Perhaps Mr. Trump will follow in the footsteps of one of his heroes, Ronald Reagan. “When President Reagan addressed the forum in 1982, by satellite video, his presidency was emerging from a bruising period,” Adrian Monck, a member of the World Economic Forum’s managing board, told me. “He had run as an outspoken cold warrior. But his administration was able to reshape America’s standing in the world.”
Mr. Ferguson said that one thing working in Mr. Trump’s favor was the authority of his office. “The W.E.F. reveres power and the president of the United States has that in abundance,” he said.
Mr. Trump has an opportunity to use that power to demonstrate his understanding of how interconnected the global economy is.
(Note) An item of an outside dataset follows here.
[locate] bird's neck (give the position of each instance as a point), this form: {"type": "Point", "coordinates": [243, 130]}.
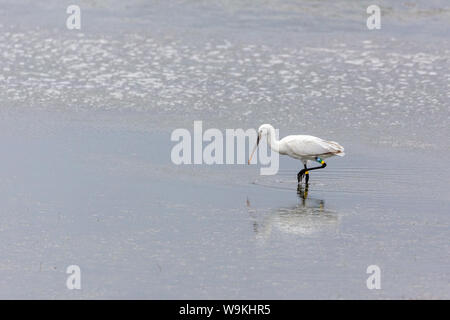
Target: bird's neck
{"type": "Point", "coordinates": [272, 141]}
However, don’t hold your breath.
Late last week, his Treasury secretary, Steven Mnuchin, who will also attend Davos for the first time, sought to play down the idea that somehow they would be rubbing shoulders among the billionaire class.
“If you look at the list, there’s an awful lot of world leaders, there’s an awful lot of finance chairs, there’s an awful lot of business people,” he said. “This is an important economic agenda.”
With a bit of smile, he said, “I didn’t realize that it was the global elite.”